Finetuning models for alternative uses
The standard use of model finetuning is fairly easy to get started with. If we just want to adjust the parameters of the entire model to change the type of classification task we’re performing then we can create a new model to wrap the existing one, then change the output dimension and retrain. We can achive this with this code:
class NewNet(torch.nn.Module):
def __init__(self, new_output_shape):
super(NewNet, self).__init__()
self.googlenet = torchvision.models.googlenet(weights='IMAGENET1K_V1')
output = torch.nn.Linear(self.googlenet.fc.in_features, new_output_shape)
self.googlenet.fc = output
def forward(self, x):
logits = self.googlenet(x)
return logits
Here we’re taking a GoogLeNet model from torchvision, loading the pre-trained weights and adding a custom Linear
layer at the top to manipulate the output shape to whatever we need it to be for the classifcation task we’re trying to solve. Then in the forward
function we just pass it to the GoogLeNet and get the output logits. Once this has been set up, we’d just train the network as normal and (provided the classification task isn’t too far from the original task of the pre-trained network), it should converge to a good solution quite quickly since we’re leveraging the features the network has already learned.
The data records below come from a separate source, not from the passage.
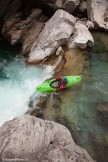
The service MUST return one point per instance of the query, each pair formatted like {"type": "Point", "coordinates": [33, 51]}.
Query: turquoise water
{"type": "Point", "coordinates": [78, 104]}
{"type": "Point", "coordinates": [17, 82]}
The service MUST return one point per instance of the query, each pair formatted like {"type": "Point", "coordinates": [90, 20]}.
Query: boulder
{"type": "Point", "coordinates": [82, 37]}
{"type": "Point", "coordinates": [15, 27]}
{"type": "Point", "coordinates": [97, 12]}
{"type": "Point", "coordinates": [67, 5]}
{"type": "Point", "coordinates": [30, 139]}
{"type": "Point", "coordinates": [9, 7]}
{"type": "Point", "coordinates": [55, 33]}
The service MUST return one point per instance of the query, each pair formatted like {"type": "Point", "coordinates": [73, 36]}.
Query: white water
{"type": "Point", "coordinates": [17, 84]}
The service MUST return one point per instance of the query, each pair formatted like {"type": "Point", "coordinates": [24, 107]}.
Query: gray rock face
{"type": "Point", "coordinates": [82, 37]}
{"type": "Point", "coordinates": [33, 140]}
{"type": "Point", "coordinates": [97, 12]}
{"type": "Point", "coordinates": [55, 33]}
{"type": "Point", "coordinates": [9, 7]}
{"type": "Point", "coordinates": [69, 5]}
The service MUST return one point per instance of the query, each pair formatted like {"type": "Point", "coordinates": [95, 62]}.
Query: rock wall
{"type": "Point", "coordinates": [30, 139]}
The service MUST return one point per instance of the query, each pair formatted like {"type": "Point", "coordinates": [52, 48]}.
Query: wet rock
{"type": "Point", "coordinates": [82, 37]}
{"type": "Point", "coordinates": [97, 10]}
{"type": "Point", "coordinates": [83, 6]}
{"type": "Point", "coordinates": [89, 25]}
{"type": "Point", "coordinates": [70, 5]}
{"type": "Point", "coordinates": [15, 27]}
{"type": "Point", "coordinates": [67, 5]}
{"type": "Point", "coordinates": [52, 36]}
{"type": "Point", "coordinates": [102, 110]}
{"type": "Point", "coordinates": [9, 7]}
{"type": "Point", "coordinates": [30, 35]}
{"type": "Point", "coordinates": [100, 149]}
{"type": "Point", "coordinates": [33, 139]}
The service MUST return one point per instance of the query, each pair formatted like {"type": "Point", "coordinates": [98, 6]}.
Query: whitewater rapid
{"type": "Point", "coordinates": [17, 84]}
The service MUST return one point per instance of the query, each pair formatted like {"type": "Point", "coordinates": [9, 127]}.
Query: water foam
{"type": "Point", "coordinates": [18, 86]}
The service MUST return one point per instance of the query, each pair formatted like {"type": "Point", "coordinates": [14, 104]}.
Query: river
{"type": "Point", "coordinates": [79, 105]}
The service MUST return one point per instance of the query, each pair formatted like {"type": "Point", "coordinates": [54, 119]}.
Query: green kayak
{"type": "Point", "coordinates": [49, 86]}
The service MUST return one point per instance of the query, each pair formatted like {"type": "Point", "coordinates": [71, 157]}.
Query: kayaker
{"type": "Point", "coordinates": [62, 81]}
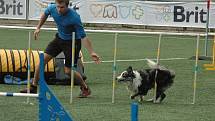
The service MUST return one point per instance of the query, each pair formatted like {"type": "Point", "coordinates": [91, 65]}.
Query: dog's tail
{"type": "Point", "coordinates": [154, 65]}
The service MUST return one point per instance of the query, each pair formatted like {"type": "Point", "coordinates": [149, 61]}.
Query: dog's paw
{"type": "Point", "coordinates": [150, 100]}
{"type": "Point", "coordinates": [132, 97]}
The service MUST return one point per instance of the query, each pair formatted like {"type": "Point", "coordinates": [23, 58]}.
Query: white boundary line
{"type": "Point", "coordinates": [136, 60]}
{"type": "Point", "coordinates": [114, 31]}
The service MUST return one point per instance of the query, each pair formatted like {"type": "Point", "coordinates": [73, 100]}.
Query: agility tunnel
{"type": "Point", "coordinates": [14, 62]}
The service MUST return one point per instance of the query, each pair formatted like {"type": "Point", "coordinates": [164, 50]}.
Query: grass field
{"type": "Point", "coordinates": [175, 54]}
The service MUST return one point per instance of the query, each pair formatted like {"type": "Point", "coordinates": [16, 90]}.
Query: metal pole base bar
{"type": "Point", "coordinates": [9, 94]}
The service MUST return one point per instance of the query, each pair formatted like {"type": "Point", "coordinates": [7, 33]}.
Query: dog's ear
{"type": "Point", "coordinates": [129, 69]}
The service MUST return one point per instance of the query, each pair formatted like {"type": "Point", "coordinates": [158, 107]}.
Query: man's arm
{"type": "Point", "coordinates": [88, 45]}
{"type": "Point", "coordinates": [40, 24]}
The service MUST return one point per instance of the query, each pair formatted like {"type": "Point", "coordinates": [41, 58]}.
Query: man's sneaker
{"type": "Point", "coordinates": [84, 92]}
{"type": "Point", "coordinates": [33, 89]}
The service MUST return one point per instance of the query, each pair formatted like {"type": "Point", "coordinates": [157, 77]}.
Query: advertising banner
{"type": "Point", "coordinates": [175, 14]}
{"type": "Point", "coordinates": [13, 9]}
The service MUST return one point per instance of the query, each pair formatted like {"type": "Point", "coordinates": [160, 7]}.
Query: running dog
{"type": "Point", "coordinates": [139, 82]}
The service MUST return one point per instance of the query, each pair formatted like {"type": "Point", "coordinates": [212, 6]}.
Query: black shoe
{"type": "Point", "coordinates": [33, 89]}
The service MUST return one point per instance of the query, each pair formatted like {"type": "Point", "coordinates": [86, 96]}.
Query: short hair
{"type": "Point", "coordinates": [63, 1]}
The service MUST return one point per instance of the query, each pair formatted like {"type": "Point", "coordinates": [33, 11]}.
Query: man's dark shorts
{"type": "Point", "coordinates": [58, 45]}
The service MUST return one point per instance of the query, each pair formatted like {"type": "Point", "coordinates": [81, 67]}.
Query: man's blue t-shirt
{"type": "Point", "coordinates": [66, 24]}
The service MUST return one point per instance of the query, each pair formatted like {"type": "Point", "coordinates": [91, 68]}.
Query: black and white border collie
{"type": "Point", "coordinates": [139, 82]}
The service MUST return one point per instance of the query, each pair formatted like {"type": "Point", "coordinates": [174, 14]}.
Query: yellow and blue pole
{"type": "Point", "coordinates": [29, 64]}
{"type": "Point", "coordinates": [156, 73]}
{"type": "Point", "coordinates": [73, 67]}
{"type": "Point", "coordinates": [196, 70]}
Things get a bit more complicated if we want to freeze a part of the network before retraining! In the previous example we were allowing the entire network to be retrained, so parameters from the very early or very late layers could be adjusted to help us with the current classification task. If we freeze layers, we’re specifically telling the parameters in those layers not to change. The early layers of a network are usually frozen since they extract the more fundamental aspects of the data which does not change massively between similar datasets (e.g. vision based networks usually extract Gabor filters in the first few layers). Freezing these layers can speed up network training which can be critical depending on the amount of compute you have available to you.
The layer freezing is in the code below:
def freeze_weights(self, threshold_layer, verbose=False, invert=False):
"""
threshold_layer (str): This and subsequent layers will be re-initialised
invert (bool): Invert the freezing/non-freezing (early layers not frozen, later layers frozen)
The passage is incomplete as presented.